George Sand
In
an era when women writers were considered unladylike, one woman stood out
from the rest. She called herself George Sand in order to protect her
true identity. A French Romantic writer
who produced wildly popular novels throughout most of her adult life, Sand
was born on July 1 of an aristocratic father and a lower-class mother.
She was reared by her austere paternal grandmother on a country estate in
Berry.
After entering a convent in Paris, she returned to the
countryside and led an unconventional life, donning the male clothes that
became a mark of her rebellion.
Her real name was Amandine Aurore Lucie Dupin. Over
her literary career, she produced more than 70 novels, 24 plays, and 40,000 letters.
She wrote about everything from love, adventure, and foreign lands to French secret
societies. But her real legacy lay in her own force of personality and
the way she defied convention while pioneering a path to independence for
other women to follow.
Acclaimed nearly as much for her love affairs
with prominent figures as for her writings, Sand was over the course of her
life involved with Prosper Merimée, Alfred de Musset (1833-34),
Frédéric Chopin, (1838-47), Alexandre Manceau (1849-65), Flaubert, Balzac,
Franz Liszt, and other
personalities of the time.
Her works influenced Fyodor Dostoevsky, Leo Tolstoi, Gustave Flaubert, and Marcel Proust. In 1842, English
critic George Henry Lewes wrote that Sand was ''the most remarkable writer
of the present century.''
Widespread critical attention accompanied the publication of
most of Sand's novels, beginning with Indiana (1832), a story of a
naive, love-starved woman abused by her much older husband and deceived by a
selfish seducer.
Sand received her education at Nohant, her grandmother's
estate, and at Couvent des Anglaises, Paris (1817-20). In 1822, she
married the baron Casimir Dudevant, to whom she bore one son and one
daughter. She inherited Nohant in 1821, but because of her unhappy
marriage, she left her family in 1831 and returned to Paris.
In 1831, Sand
began writing for the magazine, Le Figaro. She also contributed to
the Revue des Deux Mondes (1832-41) and La République (1848)
and was a coeditor of Revue Indépendante (1841).

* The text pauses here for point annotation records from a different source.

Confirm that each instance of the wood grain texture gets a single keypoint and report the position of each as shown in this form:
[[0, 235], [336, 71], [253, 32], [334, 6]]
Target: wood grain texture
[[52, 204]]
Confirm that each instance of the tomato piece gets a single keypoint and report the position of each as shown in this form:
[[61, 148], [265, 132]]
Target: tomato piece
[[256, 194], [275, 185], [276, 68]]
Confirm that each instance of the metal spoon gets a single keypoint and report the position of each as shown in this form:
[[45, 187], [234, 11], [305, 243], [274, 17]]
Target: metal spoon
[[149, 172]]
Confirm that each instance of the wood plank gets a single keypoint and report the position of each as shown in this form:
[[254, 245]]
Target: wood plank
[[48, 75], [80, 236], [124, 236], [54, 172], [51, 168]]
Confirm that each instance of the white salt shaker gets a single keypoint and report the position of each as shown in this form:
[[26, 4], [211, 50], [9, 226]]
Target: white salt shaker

She befriended several poets, artists, philosophers, and
politicians and wrote in a few weeks with her lover Jules Sandeau a novel,
Rose et Blanche, under the pseudonym Jules Sand. The second
novel, Indiana (1832), gained immediate fame. It was followed
by Valentine (1832) and Lelia (1833). After reading Indiana, poet Alfred de Musset wrote an admiring letter to Sand, marking the beginning of a passionate love affair.
At the age of 33, Sand began an affair with Chopin.
The composer, however, did not at first find her very attractive.
"Something about her repels me," he said to his family. The
1991 film, Impromptu, covers their first meeting, as the more recent
Chopin's Funeral unravels their estrangement. In the
author's own story, A Winter in Majorca, Sand wrote of the
relationship's most famous high-note, a four-month island retreat undertaken
so that Chopin's tuberculosis might improve and that he might work in peace. Their relationship
ended in 1847 when Sand suspected the composer had fallen in
love with her daughter, Solange.
In her early works, Sand's writings show the influence of the writers with
whom she was associated. From the 1840s on, she had discovered her
own literary voice, which had roots in her childhood's peasant milieu.
For the rest of her life, she was committed to the ideals of Socialism,
which her friend Flaubert rejected in their dispute. After the failed 1848
French Revolution, Sand settled at Nohant. From 1864 to 1867, she
lived in Palaiseau, near Versailles.
Sand spent the rest of her life writing and traveling. Throughout her
literary career, Sand played an important role in the evolution of the
form of the modern-day novel. Her books, although popular, were also controversial.
She often questioned the sexual identity and gender destinies in fiction.
Sand herself was accused of lesbianism and nymphomania, partly because of
affairs with well-known celebrities. In Consuelo (1843), the
musically gifted heroine defies the tragic destiny depicted in Madame de
Staël's Corinne (1807). In her mid-life autobiography, Story of My Life
(1854-55), she displaces conventional
distinctions separating male from female, fact from fiction, and public life
from private.
Besides writing numerous novels, Sand also wrote memoirs, short stories,
essays, and fairy tales.
George Sand died on June 8, 1876. Following her death,
her literary reputation began a slow but steady decline. By the
beginning of the 20th century, her work attracted virtually no attention.
But that wouldn't have bothered the headstrong and iron-willed author.
"The world will know and understand me someday," she once wrote to her
critics. "But if that day does not arrive, it does not greatly matter.
I shall have opened the way for other women."